OVH offer powerful servers at quite reasonable cost (last season's servers come at a terrifically low price compared to cloud offerings), but it should be remembered that they don't come with any of the high availability disk or network guarantees EC2 or other cloud providers offer. CoreOS cannot currently install to software RAID (as found on the 2013 server I tested this on) so a regimented backup strategy is essential.

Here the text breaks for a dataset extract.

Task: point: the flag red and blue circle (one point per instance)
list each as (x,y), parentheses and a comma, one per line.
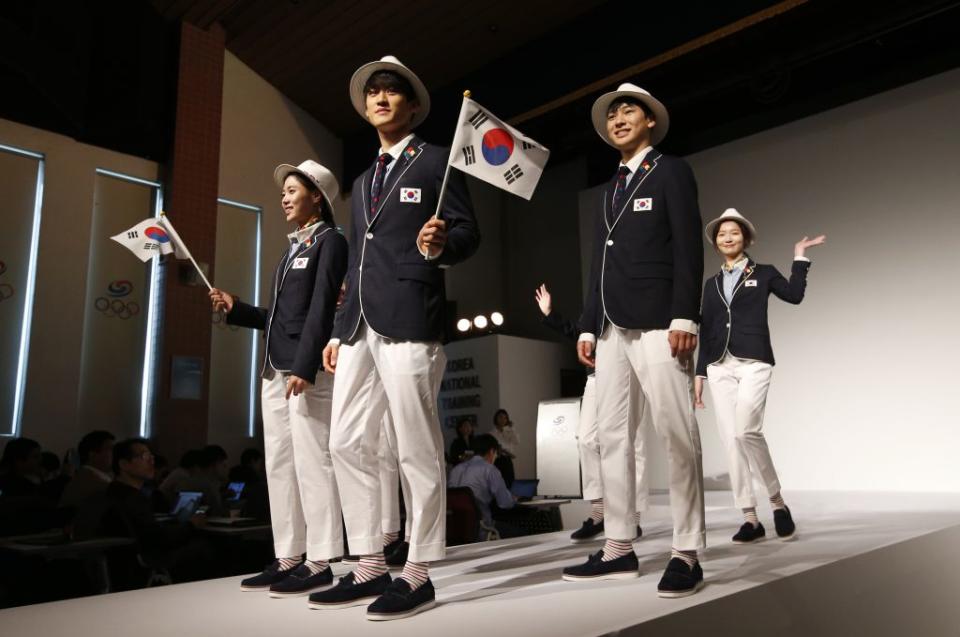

These caveats aside, an OVH server is a good test bed for a CoreOS system. Installing CoreOS is relatively easy.

  1. Navigate to the OVH control panel (Dedicated -> Infrastructure)

  2. Under General information click Reinstall and choose an OVH template

  3. Provision any OS (it's not going be used so something small like Arch Linux (autoinstaller, latest version) is a good choice)

  4. Tick the checkbox Customise the partition configuration

  5. Select 1 from the Disks used for this installation dropdown (to avoid software RAID)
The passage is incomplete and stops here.